Roadmap to becoming a web crawler developer in 2020

avatar
Azura Liu
...

In today's era of big data, web crawlers have become an important means of obtaining data.

But learning to crwal well is not that simple. First of all, there are too many knowledge points and directions. It is related to computer networks, programming foundation, front-end development, back-end development, app development and reverse, network security, database, operation and maintenance, machine learning, data analysis, etc. It connects some mainstream technology stacks together like a big net. Because of the many directions covered, the things to learn are also very scattered and messy. Many beginners are not sure what to learn, and they don't know how to solve the problem of Anti-Spider in the learning process. In this article, we will make some induction and summary.

Web Crawler Newbie

Some of the most basic websites, often without any Anti-Apider measures. For example, for a blog site, if we want to crawl the whole site, we can crawl down the list page to the article page, and then crawl down the time, author, body and other information of the article.

How to write the code? It's enough to use Python requests and other libraries. Write a basic logic, and then obtain the source code of an article. When parsing, use XPath, BeautifulSoup, PyQuery or regular expressions, or rough string matching. Pull out the desired content, add a text and save it.

The code is simple, just call a few methods. The logic is very simple, several cycles plus storage. Finally, we can see that a piece of article is saved in our own computer. Of course, some students may not be able to write code or are too lazy to write, so they can use some visual crawling tools to crawl down the data through visual point selection.
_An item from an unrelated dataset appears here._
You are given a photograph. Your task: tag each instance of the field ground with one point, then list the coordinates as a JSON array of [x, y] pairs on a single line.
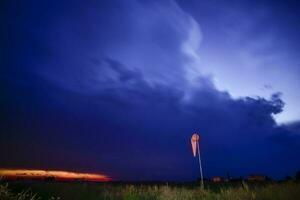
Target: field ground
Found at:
[[34, 190]]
If the storage is slightly expanded, you can conenct to MySQL, MongoDB, Elasticsearch, Kafka, etc. to save data and achieve persistent storage. It will be more convenient to query or operate in the future.
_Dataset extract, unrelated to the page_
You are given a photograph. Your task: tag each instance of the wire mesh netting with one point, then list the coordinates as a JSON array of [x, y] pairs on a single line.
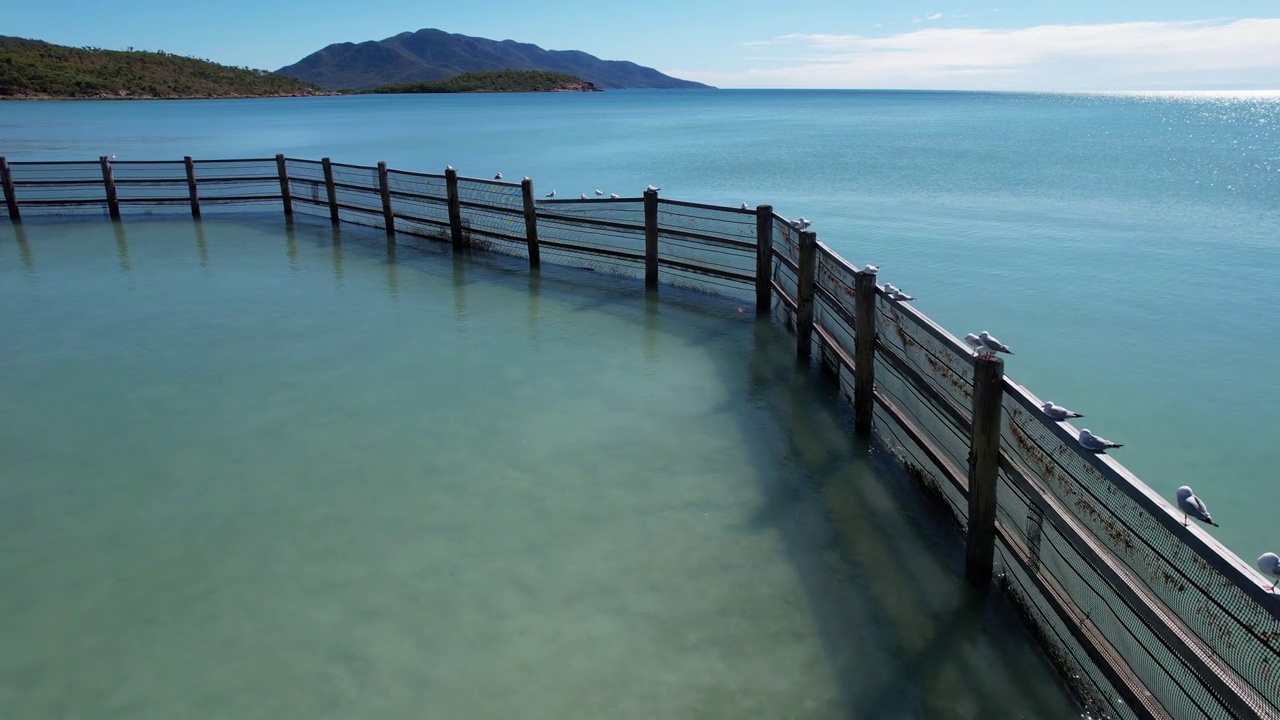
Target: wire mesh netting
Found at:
[[237, 180], [151, 182], [493, 215], [1201, 588], [707, 247], [599, 235], [58, 183]]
Anyway, regardless of efficiency, a website without Anti-Spider at all can be done in the most basic way.

When you get here, you say you can crawl? No, it's still far away.

Ajax, dynamic rendering

With the development of the Internet, the front-end technology is also constantly changing, and the data loading method is no longer purely server-side rendering. Now you can see that the data of many websites may be transmitted through the APIs, or even if it's not an API, it's some JSON data, which is then rendered by JavaScript.
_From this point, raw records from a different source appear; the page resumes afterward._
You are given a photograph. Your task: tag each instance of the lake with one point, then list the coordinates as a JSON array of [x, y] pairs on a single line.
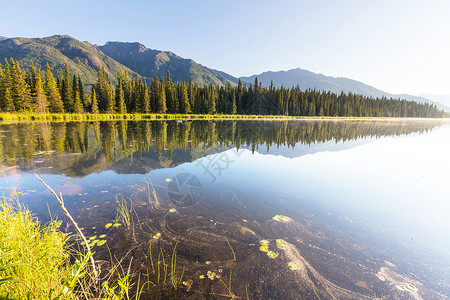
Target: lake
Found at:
[[260, 209]]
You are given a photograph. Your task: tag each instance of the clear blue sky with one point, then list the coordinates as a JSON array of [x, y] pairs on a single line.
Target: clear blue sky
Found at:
[[400, 46]]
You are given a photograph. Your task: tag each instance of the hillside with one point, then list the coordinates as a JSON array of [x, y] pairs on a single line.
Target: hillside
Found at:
[[306, 79], [149, 62], [82, 58]]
At this time, you need to use requests to crawl, which is useless, because the source code of requests crawled down is rendered by the server, and the browser sees the page and the results obtained by requests are different. The real data is executed by JavaScript. The data source may be Ajax, it may be some data in the page, or it may be some ifame pages, etc., but in most cases, it may be obtained by the Ajax API.

So in many cases, you need to analyze Ajax, know how these APIs are called, and then simulate them programmatically. However, some APIs with encryption parameters, such as token, sign, etc., which are not easy to simulate, how to do?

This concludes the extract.